On Thursday, December 3, in partnership with NYU’s Tisch School for the Arts, the NYC Mayor’s Office, and the United Nations, Heidi Latsky Dance (HLD) will present its fifth annual performance of On Display Global (ODG) – a worldwide initiative honoring the UN’s International Day of Persons with Disabilities. Originally commissioned by the NYC Mayor’s Office and performed in Times Square for the 25th anniversary of the Americans with Disabilities Act (ADA) in 2015, the HLD guerilla art project has expanded in complexity, diversity, and size from its premiere in New York and Hobart, Australia, to a network of 87 cities in 22 countries during 2019, when it simultaneously occupied more than 200 public and private spaces, with as many as 650 participants in a single installation.
Founded by dancer, choreographer, educator, and advocate Heidi Latsky in 2001, the New York-based female-run non-profit dance company has been physically integrated since 2006, with a mission of disrupting space, dismantling normal, and redefining beauty through radical inclusion, innovative performance, and challenging discourse. Under the leadership of HLD, the 2020 installment of On Display Global plans to encompass over 100 national and international sites, with local leaders coordinating live human sculpture courts composed of performers, with dramatically different bodies, from the spheres of disability, dance, and fashion.
As the largest ongoing international installation of atypical bodies, the goal of the deconstructed art exhibition is to expose everyone, everywhere to people with disabilities within an artful, compelling, and integrated context, while invoking commentary on the body as spectacle and society’s obsession with body image. Questions about intersectional identities and tensions between viewer and viewed comprise its foundation, inviting, engaging, and prompting audiences to look beyond first impressions and perceived differences, as they consider disability in conversation with race, gender, sexuality, body type, age, and mutual vulnerability.

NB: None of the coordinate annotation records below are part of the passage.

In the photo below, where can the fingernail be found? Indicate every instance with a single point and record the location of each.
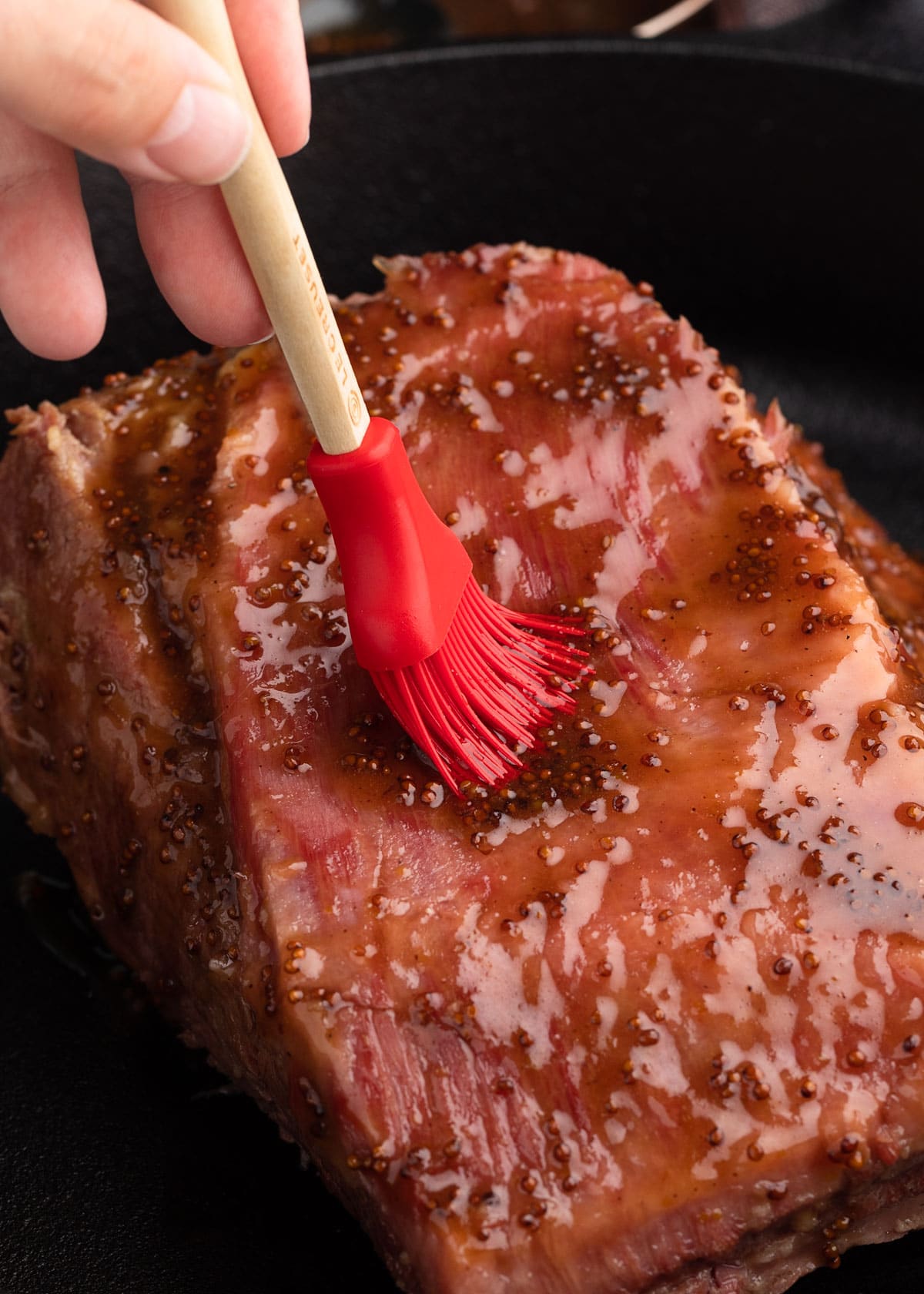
(203, 137)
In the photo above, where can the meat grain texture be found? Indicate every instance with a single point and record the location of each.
(650, 1017)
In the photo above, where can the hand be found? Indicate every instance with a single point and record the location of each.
(117, 82)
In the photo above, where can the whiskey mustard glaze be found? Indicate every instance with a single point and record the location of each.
(663, 991)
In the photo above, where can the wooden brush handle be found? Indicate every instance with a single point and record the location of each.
(275, 243)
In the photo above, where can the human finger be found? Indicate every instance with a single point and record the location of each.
(194, 255)
(51, 293)
(271, 40)
(116, 81)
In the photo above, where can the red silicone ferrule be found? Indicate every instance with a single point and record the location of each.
(404, 571)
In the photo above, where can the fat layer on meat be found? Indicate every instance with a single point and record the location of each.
(648, 1017)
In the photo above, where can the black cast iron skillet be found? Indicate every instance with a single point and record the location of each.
(778, 205)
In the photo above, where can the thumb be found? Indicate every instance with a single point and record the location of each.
(116, 81)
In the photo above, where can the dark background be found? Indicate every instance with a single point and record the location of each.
(774, 202)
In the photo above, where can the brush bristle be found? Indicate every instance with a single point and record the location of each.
(487, 690)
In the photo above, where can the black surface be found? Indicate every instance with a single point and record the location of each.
(779, 207)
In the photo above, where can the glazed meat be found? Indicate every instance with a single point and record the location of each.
(650, 1017)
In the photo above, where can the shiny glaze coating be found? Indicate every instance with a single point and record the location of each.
(599, 1031)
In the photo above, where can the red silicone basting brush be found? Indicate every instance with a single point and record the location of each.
(470, 681)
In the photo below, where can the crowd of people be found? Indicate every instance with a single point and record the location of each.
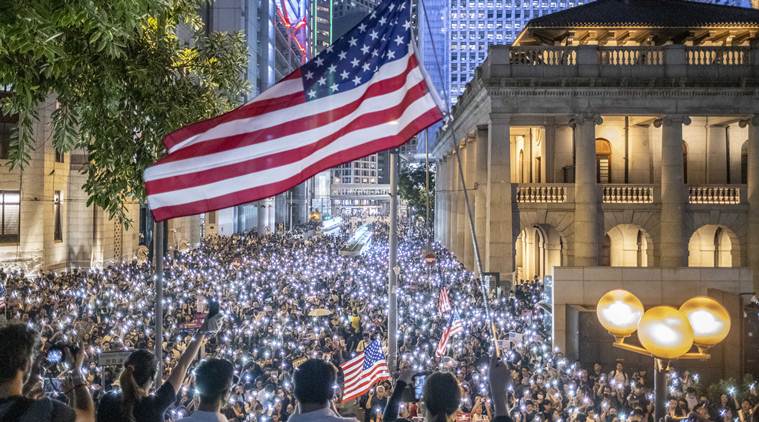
(291, 299)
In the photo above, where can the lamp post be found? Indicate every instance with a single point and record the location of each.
(664, 332)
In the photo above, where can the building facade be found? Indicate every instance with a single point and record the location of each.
(598, 142)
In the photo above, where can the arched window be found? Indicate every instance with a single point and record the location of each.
(603, 161)
(744, 163)
(685, 163)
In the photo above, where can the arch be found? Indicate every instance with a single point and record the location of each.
(630, 246)
(603, 160)
(713, 245)
(744, 162)
(539, 248)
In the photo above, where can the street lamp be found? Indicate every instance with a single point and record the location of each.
(664, 332)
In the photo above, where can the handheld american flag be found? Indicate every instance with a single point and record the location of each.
(443, 302)
(365, 93)
(363, 371)
(455, 326)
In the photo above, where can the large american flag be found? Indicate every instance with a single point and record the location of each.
(363, 94)
(363, 371)
(455, 326)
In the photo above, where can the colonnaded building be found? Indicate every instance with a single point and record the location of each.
(615, 145)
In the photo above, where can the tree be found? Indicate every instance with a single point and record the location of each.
(123, 78)
(411, 188)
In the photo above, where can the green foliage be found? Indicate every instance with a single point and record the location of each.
(122, 77)
(411, 188)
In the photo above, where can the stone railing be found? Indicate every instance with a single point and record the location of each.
(713, 56)
(702, 63)
(631, 56)
(627, 194)
(714, 194)
(549, 56)
(541, 193)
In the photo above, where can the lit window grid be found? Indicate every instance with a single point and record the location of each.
(474, 25)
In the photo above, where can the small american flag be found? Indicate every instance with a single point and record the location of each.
(363, 94)
(443, 303)
(363, 371)
(455, 326)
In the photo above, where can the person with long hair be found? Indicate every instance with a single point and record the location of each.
(135, 403)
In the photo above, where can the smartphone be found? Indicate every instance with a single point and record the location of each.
(419, 381)
(213, 308)
(52, 385)
(54, 356)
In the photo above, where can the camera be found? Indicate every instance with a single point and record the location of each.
(57, 352)
(415, 391)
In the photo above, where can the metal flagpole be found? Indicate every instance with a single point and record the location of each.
(478, 261)
(158, 250)
(392, 281)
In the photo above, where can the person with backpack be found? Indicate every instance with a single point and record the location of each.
(21, 397)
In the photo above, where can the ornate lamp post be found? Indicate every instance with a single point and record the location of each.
(665, 333)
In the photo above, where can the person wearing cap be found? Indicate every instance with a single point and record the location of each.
(213, 382)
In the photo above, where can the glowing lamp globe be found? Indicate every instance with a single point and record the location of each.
(619, 311)
(665, 332)
(708, 319)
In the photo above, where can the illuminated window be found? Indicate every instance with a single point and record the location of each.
(10, 211)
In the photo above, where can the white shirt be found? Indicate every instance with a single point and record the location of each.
(322, 415)
(204, 416)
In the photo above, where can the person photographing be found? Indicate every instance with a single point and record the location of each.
(135, 403)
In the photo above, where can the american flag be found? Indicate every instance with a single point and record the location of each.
(443, 303)
(363, 371)
(363, 94)
(455, 326)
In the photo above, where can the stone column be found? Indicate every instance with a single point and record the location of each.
(546, 153)
(453, 186)
(753, 199)
(468, 160)
(461, 223)
(673, 245)
(481, 192)
(588, 216)
(499, 230)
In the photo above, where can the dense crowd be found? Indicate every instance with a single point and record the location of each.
(290, 297)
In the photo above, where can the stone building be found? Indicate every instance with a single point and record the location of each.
(621, 133)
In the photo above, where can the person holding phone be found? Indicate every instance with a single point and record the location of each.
(21, 398)
(134, 403)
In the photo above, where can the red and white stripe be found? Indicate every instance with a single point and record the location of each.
(279, 139)
(456, 327)
(358, 381)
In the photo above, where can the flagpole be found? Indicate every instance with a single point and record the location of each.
(158, 250)
(392, 287)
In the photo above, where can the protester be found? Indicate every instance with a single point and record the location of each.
(315, 386)
(133, 403)
(213, 382)
(18, 343)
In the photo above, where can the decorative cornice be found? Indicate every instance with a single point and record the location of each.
(672, 120)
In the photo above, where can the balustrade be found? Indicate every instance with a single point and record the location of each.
(541, 194)
(551, 56)
(631, 56)
(627, 194)
(714, 194)
(711, 56)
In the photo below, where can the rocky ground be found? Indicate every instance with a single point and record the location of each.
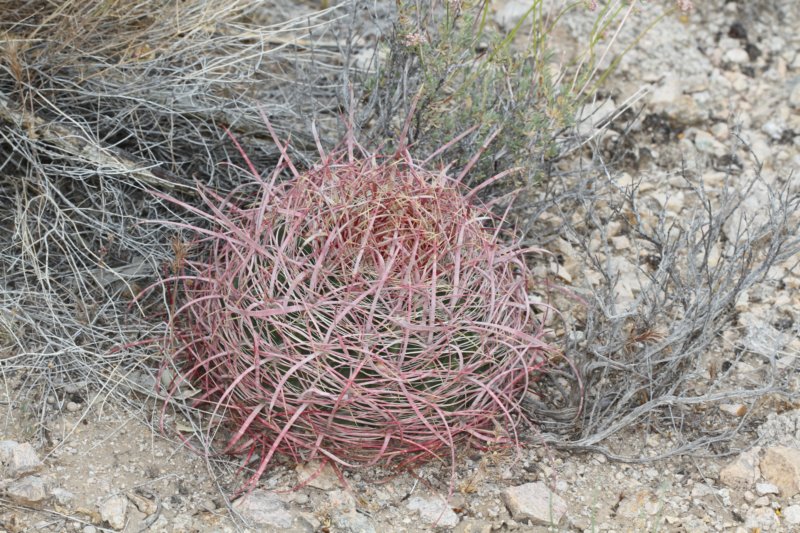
(731, 70)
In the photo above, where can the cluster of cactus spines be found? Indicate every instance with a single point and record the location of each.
(363, 311)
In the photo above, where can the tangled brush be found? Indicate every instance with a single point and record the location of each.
(363, 311)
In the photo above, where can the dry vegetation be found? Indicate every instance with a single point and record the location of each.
(103, 102)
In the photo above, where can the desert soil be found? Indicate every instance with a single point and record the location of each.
(83, 463)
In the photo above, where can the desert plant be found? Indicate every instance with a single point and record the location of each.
(364, 311)
(468, 72)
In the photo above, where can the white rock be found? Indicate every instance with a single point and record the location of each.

Previously performed in person at locations across the globe, this year, due to the COVID-19 pandemic, ODG will be a completely new 24-hour livestreamed Zoom event from a wide array of different time zones. Beyond its annual New York performances at the United Nations and Tisch School for the Arts, other notable locations include public sites in Germany, Italy, The Netherlands, Australia, China, Indonesia, Korea, Iran, and Lebanon, in a much-needed show of unity. In the words of Latsky, “ODG is my resistance to all the chaos and bigotry we have been experiencing in this country and globally,” so she would love for viewers to tune into “this quiet space” and its timely message of embracing differences.